Une position qui lui vaut d’essuyer de nombreuses injures racistes et appels à la haine.
En octobre 2020, elle est accusée par l’écrivain Pascal Bruckner d’avoir “armé le bras des tueurs” et “entraîné la mort des 12 de Charlie Hebdo”. La réalité ? Au moment des attentats en 2011, elle avait tenu à dénoncer l’islamophobie dont fait régulièrement preuve l’hebdomadaire satirique.
Fin décembre, Sud Radio diffuse à l’antenne le commentaire raciste, sexiste et grossophobe d’une auditrice au sujet de Rokhaya Diallo, devant la passivité complète des animateurs.

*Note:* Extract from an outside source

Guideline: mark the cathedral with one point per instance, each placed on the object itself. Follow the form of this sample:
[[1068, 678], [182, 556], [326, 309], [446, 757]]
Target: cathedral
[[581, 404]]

Cette dernière finit par saisir le CSA et porter plainte contre l’auditrice.
L’accueil qui lui est réservé à l’antenne et sur les réseaux sociaux ne fait que confirmer son propos : la France a un problème de racisme et de sexisme.
… mais reconnue à l’étranger
À l’instar du Time Magazine qui fait figurer Assa Traoré parmi les “Gardiens de 2020”, Rokhaya Diallo et son combat contre le racisme d’État impressionnent à l’étranger.
En août 2020, elle rejoint les contributrices du réputé Washington Post. En décembre, elle est nommée parmi les 28 personnes les plus influentes d’Europe par le média Politico.
Reconnue pour sa connaissance des luttes féministes et anti-racistes, Rokhaya Diallo est écoutée à l’étranger, particulièrement pour ses analyses politiques et sociologiques de la France. Lorsque l’on connaît la manière dont Macron soigne son image dans les médias anglo-saxons, la voix de Rokhaya a le pouvoir de frapper l’Élysée là où ça fait mal.